Leggi anche: Il cambiamento climatico potrebbe ridurre in povertà 100.000 persone entro il 2030
Gli arrivi dal vicino Oriente sono iniziati circa 14.000 anni fa, quando il clima è diventato più caldo. Secondo Rougier, anche oggi simili fenomeni naturali – come l’aumento del livello del mare, le siccità e le tempeste catastrofiche – stanno costringendo le persone a cambiare la propria vita.

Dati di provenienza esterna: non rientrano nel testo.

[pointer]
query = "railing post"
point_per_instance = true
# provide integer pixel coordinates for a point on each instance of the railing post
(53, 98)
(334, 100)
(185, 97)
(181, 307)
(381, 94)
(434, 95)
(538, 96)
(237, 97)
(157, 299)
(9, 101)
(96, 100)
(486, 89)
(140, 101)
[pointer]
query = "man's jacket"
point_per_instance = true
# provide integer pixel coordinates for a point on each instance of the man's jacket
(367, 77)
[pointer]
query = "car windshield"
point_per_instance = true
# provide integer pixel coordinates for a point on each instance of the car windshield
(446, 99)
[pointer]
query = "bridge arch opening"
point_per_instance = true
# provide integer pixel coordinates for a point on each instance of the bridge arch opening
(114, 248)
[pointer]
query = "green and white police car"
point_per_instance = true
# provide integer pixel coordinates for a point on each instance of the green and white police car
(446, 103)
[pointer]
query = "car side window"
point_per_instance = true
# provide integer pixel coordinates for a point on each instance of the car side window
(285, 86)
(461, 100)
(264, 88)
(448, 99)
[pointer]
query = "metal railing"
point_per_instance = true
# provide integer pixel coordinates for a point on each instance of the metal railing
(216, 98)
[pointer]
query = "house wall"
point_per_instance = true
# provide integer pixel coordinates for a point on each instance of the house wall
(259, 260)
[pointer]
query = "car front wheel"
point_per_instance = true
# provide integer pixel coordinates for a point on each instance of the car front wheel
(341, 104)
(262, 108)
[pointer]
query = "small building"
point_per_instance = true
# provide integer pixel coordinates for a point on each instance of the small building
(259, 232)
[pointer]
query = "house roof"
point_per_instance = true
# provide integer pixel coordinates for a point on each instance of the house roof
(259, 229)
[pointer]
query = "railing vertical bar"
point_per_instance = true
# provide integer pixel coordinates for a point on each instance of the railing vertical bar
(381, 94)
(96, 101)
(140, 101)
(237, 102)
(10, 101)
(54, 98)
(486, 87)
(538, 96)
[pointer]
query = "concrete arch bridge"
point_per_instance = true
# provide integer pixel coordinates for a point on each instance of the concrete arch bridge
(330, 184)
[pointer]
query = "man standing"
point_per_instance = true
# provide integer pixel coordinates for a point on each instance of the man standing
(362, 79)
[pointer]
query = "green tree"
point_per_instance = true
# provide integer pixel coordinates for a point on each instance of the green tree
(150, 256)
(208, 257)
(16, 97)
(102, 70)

“Stiamo parlando di un periodo in cui il clima è cambiato in maniera significativa,” dice. “Ci sono stati periodi in cui era davvero inospitale. Alcune popolazioni si sono ridotte, altre si sono spostate verso climi più caldi, e poi si sono espanse di nuovo.”

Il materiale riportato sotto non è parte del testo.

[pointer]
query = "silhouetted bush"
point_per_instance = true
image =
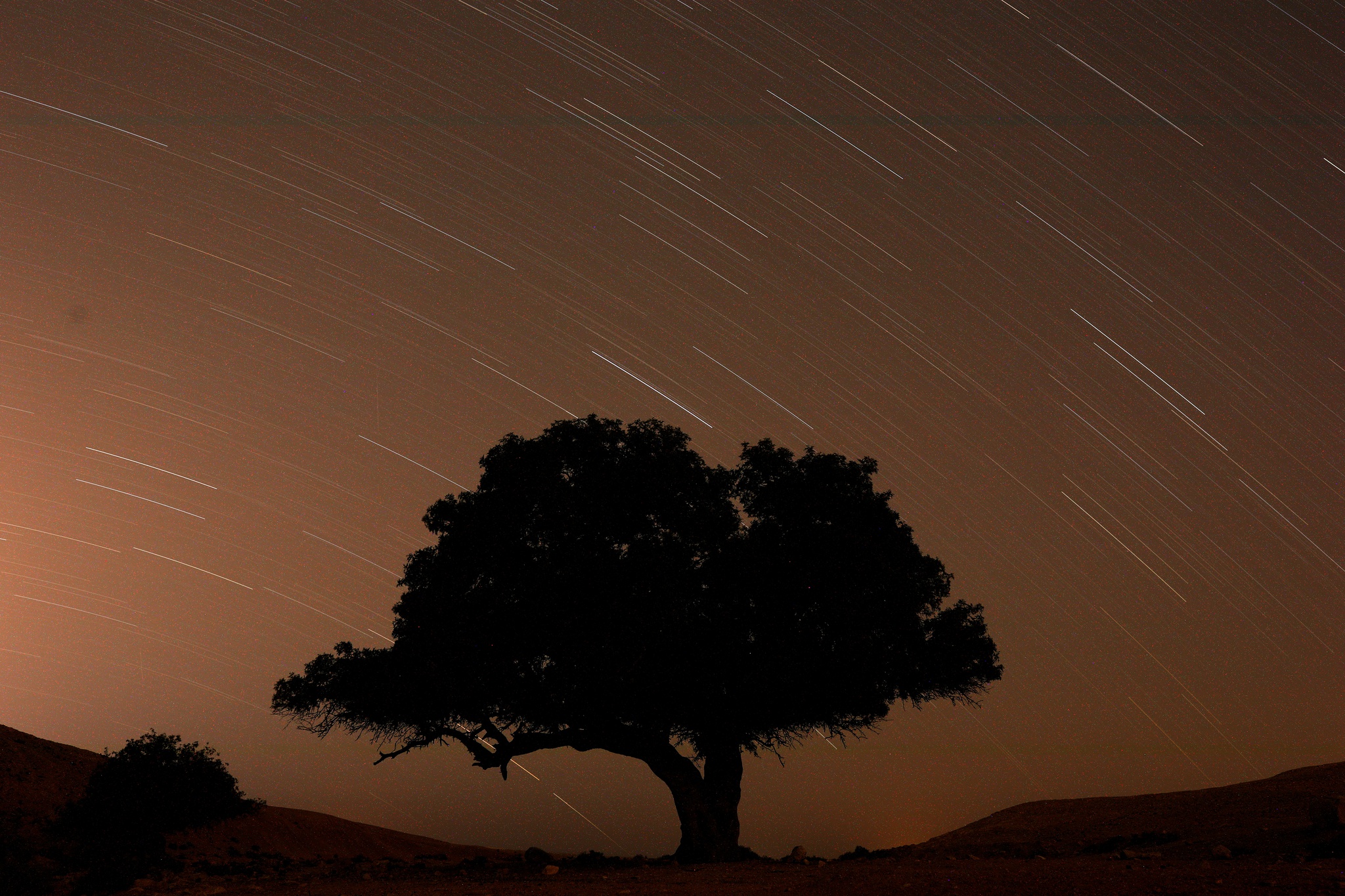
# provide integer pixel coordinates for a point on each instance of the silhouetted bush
(152, 786)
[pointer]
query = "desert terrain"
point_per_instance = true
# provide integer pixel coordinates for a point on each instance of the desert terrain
(1248, 837)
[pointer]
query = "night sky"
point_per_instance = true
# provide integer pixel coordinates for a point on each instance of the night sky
(273, 276)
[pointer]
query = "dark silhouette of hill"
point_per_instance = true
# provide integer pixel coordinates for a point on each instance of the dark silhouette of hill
(38, 777)
(1256, 817)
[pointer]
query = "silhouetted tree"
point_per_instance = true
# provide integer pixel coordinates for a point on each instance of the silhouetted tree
(152, 786)
(604, 589)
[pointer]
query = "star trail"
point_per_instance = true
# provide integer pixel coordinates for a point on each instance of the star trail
(275, 274)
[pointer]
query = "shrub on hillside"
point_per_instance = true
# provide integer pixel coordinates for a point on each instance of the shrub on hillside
(152, 786)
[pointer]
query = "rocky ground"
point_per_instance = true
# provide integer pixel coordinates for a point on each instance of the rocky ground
(1101, 875)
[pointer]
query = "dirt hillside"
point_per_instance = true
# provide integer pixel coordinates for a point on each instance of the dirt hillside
(1268, 816)
(39, 777)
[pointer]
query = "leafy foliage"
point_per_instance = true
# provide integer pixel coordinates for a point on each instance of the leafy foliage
(604, 578)
(152, 786)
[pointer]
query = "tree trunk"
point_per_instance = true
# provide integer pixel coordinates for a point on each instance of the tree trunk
(708, 806)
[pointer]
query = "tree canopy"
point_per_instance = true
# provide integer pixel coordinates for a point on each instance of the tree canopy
(604, 587)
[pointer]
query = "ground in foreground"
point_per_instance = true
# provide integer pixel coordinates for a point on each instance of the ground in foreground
(858, 878)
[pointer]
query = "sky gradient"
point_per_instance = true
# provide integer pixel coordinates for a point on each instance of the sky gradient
(275, 274)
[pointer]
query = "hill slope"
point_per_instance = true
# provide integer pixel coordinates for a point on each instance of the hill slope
(39, 777)
(1268, 816)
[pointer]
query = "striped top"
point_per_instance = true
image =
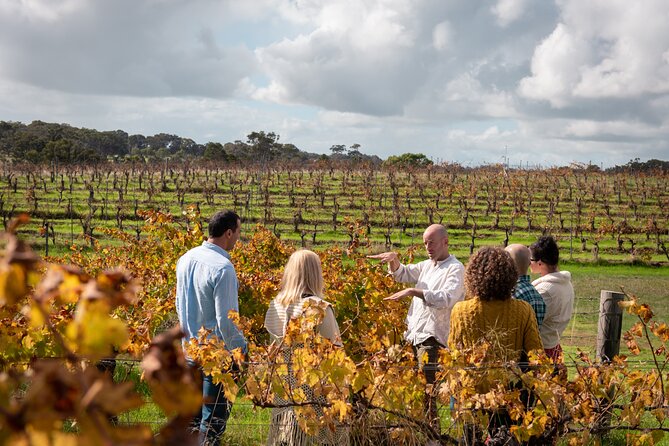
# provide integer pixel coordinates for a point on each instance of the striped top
(278, 316)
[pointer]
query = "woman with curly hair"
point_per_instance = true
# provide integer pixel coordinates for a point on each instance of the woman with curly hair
(492, 330)
(489, 313)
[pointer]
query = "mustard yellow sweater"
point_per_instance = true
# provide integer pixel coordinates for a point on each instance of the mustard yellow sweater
(509, 326)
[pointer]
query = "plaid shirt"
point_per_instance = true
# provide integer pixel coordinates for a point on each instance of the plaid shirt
(524, 290)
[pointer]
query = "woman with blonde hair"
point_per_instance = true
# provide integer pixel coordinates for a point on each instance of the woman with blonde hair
(302, 283)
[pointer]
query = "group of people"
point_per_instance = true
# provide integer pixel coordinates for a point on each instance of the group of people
(500, 297)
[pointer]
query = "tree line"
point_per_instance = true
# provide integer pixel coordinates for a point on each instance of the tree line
(49, 143)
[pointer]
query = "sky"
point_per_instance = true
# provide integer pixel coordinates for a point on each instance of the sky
(528, 82)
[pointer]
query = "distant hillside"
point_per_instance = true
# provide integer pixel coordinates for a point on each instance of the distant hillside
(43, 142)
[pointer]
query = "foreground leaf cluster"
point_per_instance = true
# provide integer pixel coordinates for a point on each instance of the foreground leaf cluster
(59, 322)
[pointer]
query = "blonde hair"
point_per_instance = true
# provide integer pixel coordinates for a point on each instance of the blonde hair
(303, 276)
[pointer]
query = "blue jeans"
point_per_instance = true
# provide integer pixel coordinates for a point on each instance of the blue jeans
(213, 418)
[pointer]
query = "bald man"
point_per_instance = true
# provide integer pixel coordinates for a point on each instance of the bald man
(439, 285)
(524, 289)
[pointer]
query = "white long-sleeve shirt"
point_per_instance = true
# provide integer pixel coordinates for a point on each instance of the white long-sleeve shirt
(558, 294)
(443, 286)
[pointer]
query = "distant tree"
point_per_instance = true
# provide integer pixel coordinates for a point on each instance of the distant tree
(354, 151)
(214, 151)
(408, 160)
(264, 146)
(338, 149)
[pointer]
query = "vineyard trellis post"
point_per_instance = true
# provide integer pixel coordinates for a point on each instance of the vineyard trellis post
(608, 338)
(610, 325)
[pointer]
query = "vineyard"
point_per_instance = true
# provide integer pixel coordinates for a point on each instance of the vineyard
(597, 215)
(82, 308)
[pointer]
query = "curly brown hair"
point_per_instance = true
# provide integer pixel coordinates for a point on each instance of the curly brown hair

La Siria, per esempio, è stata colpita da una siccità estrema negli anni che hanno preceduto le rivolte del 2011, contribuendo a dare inizio alla guerra civile nel paese. Quella siccità ha provocato infatti la distruzione dei raccolti, le migrazioni di massa verso le città, e la discordia sociale che ha scatenato il conflitto.
Lo studio racconta la storia di diversi gruppi il cui nome deriva dai siti archeologici in cui sono stati ritrovati i loro resti.

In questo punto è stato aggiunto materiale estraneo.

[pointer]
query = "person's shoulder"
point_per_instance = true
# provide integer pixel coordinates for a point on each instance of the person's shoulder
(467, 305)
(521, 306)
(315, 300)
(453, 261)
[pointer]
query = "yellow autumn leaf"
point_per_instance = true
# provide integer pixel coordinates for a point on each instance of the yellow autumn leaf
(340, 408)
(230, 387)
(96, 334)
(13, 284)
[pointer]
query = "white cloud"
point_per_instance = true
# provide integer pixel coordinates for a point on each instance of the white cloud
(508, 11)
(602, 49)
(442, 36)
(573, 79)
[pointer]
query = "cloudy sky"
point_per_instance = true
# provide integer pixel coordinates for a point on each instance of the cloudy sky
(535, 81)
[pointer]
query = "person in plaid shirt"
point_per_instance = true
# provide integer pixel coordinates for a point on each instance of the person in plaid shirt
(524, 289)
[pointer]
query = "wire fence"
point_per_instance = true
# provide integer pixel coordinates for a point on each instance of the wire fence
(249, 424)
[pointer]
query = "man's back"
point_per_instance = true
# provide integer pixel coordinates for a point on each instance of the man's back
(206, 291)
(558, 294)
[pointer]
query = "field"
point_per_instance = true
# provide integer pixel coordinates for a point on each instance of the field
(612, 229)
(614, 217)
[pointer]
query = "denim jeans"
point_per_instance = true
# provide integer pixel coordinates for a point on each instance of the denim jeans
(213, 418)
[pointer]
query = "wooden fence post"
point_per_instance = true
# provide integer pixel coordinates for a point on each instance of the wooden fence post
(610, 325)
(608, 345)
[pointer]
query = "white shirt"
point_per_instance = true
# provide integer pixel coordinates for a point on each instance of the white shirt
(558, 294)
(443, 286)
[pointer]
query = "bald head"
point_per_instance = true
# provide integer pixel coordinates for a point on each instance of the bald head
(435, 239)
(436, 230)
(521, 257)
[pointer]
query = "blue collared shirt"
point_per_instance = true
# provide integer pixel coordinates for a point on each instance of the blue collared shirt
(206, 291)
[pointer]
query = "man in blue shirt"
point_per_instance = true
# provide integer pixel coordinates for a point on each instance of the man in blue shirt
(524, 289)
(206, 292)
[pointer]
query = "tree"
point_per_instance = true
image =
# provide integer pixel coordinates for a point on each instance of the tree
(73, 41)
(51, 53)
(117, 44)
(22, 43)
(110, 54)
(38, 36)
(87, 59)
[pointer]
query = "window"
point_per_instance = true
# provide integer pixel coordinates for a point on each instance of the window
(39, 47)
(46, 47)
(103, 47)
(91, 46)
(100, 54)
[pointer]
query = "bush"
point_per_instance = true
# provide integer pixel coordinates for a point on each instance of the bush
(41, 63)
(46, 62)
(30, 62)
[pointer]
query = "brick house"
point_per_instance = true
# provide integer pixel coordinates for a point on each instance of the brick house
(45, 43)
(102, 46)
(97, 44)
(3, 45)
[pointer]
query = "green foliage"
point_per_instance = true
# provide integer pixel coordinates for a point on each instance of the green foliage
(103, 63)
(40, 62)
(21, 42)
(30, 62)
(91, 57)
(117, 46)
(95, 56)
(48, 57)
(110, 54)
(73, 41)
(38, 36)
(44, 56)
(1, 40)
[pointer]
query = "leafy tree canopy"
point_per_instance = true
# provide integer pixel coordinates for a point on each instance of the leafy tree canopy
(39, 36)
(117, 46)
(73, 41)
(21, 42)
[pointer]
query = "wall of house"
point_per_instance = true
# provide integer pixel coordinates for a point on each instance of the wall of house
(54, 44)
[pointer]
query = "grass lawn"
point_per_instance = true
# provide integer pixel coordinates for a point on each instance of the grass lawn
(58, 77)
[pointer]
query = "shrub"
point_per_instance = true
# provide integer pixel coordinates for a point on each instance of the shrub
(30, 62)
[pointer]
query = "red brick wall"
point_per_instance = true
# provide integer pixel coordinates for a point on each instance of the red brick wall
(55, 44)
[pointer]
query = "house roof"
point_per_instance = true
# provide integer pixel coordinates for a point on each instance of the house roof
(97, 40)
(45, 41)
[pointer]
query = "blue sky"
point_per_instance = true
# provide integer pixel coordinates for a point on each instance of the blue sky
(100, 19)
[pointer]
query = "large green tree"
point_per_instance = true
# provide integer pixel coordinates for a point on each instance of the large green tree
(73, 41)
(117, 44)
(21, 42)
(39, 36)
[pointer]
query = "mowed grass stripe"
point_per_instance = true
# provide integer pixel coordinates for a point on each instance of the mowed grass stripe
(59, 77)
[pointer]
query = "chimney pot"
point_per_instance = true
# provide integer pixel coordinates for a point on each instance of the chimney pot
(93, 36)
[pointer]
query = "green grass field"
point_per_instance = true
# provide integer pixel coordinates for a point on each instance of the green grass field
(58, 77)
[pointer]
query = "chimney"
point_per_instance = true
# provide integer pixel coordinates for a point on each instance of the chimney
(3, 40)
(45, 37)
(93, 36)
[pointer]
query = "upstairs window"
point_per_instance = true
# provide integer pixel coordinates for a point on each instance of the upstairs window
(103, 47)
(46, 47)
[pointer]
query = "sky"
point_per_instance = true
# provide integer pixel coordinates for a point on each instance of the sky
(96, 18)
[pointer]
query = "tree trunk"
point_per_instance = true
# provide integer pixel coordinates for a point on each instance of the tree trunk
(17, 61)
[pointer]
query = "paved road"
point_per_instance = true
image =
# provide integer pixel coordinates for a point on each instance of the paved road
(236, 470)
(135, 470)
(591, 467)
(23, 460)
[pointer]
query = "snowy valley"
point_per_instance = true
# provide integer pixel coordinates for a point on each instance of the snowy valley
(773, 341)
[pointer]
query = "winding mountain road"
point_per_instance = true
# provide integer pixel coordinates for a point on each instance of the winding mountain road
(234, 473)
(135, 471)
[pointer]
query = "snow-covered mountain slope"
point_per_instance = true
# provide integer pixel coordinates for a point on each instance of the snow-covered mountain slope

Gli Aurignaziani, che in Francia hanno dipinto le famose immagini nelle caverne, hanno dominato l’Europa e poi sono scomparsi circa 30.000 anni fa quando un altro gruppo, quello dei Gravettiani – cacciatori di mammut – è arrivato nel continente.
Gli scienziati non riescono a ricostruire con certezza gli spostamenti degli Aurignaziani, ma 19.000 anni fa i loro geni sono riapparsi sulla penisola Iberica all’interno di un altro gruppo, quello dei Magdaleniani — noti per le incisioni effettuate con le corna di renna.
I Magdaleniani si sono spostati a nord quando i ghiacciai dell’era glaciale hanno iniziato a ritirarsi. Poi sono arrivati i gruppi del vicino Oriente.
Lo studio ha scoperto anche che i geni dei Neanderthal nei primi uomini europei si sono ridotti dal 3-6 per cento di a 45.000 anni fa – quando i Neanderthal erano ancora attivi in Europa – al 2 per cento di oggi.
Gran parte degli umani si sono probabilmente accoppiati con i più primitivi Neanderthal prima di arrivare in Europa, quando erano stanziati in Africa, nella culla dell’umanità. I ricercatori affermano che il DNA dei Neanderthal era leggermente “tossico”, e ha probabilmente provocato tra loro morti più frequenti, mentre la selezione naturale ha contribuito a ridurre le loro tracce di DNA negli umani di oggi.
Leggi anche: Saccheggi e razzismo: la ‘scoperta’ di una città perduta ha scatenato una mare di polemiche
Lo studio ha usato i resti di sole 51 persone. Stando ai ricercatori, tuttavia, questo numero è dieci volte più alto rispetto alle molte altre ricerche che hanno studiato il DNA preistorico.
Robert DeSalle, direttore di sistematica molecolare al Museo americano di Storia Naturale – che non ha contribuito allo studio – dice che 51 potrebbe sembrare un numero trascurabile, e che sarebbero certamente graditi più campioni, ma che è comunque una quantità sufficiente per arrivare alle conclusioni contenute nella ricerca.
I ricercatori sono riusciti a estrarre i geni preistorici dalle ossa non ancora fossilizzate, separando i batteri dal DNA umano, dice DeSalle. “È una tecnologia spettacolare. Se 10 o 15 anni fa mi avessero raccontato che tutto questo sarebbe stato possibile, avrei detto ‘Siete pazzi,’” racconta DeSalle.
Lo studioso ritiene che la stessa spinta che porta gli scienziati a imparare cose nuove sulle popolazioni preistoriche potrebbe anche aver portato i primi umani a indagare il mondo intorno a sé.
“Siamo una specie a cui piace molto muoversi ed esplorare,” dice DeSalle. “Questa è una delle cose che più ci distingue dalle altre [specie]. Siamo anche una specie molto consapevole della nostra storia; non [sappiamo solo] dove andiamo, ma anche da dove veniamo.”